Determine if the integral $$\int^{2}_{0} \dfrac{\sec^2(x)}{x\sqrt{x}}dx$$ converges or diverges?
I know that it is positive on this interval so I can use the convergence/divergence theorem.
This integral has to discontinues, $x=0, x=\pi/2$, and so this makes me think that it diverges. I have to find a smaller function. I have trouble here.
How do I make the numerator $\sec^2(x)$ smaller? I can make the denominator bigger by just making it $x$, or $x^2$, but I need help with the numerator.
On
$\sec x = \frac{1}{\cos x} = \frac{1}{\sin\left(\frac{\pi}{2} - x\right)}$ is asymptotically $\frac{1}{\frac{\pi}{2} - x}$ as $x \to \frac{\pi}{2}$.
But $$\frac{1}{x\sqrt{x}\left(\frac{\pi}{2} - x\right)^2}$$
clearly blows up too fast as $x \to \frac{\pi}{2}$, so there is no convergence.
By the way, Simply Beautiful Art's solution is probably easier.

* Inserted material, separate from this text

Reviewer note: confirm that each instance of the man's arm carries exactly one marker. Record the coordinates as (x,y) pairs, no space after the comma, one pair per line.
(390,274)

It's just that this function has $2$ (bad) singularities, so we can choose which one to work with.
I prefer to use this:
$$\frac{\sec^2(x)}{x^{3/2}}\ge\frac1{x^{3/2}}$$
It thus follows that
$$\int_0^2\frac1{x^{3/2}}\ dx=\frac{-2}{x^{1/2}}\bigg|_0^2$$
And we immediately conclude from there.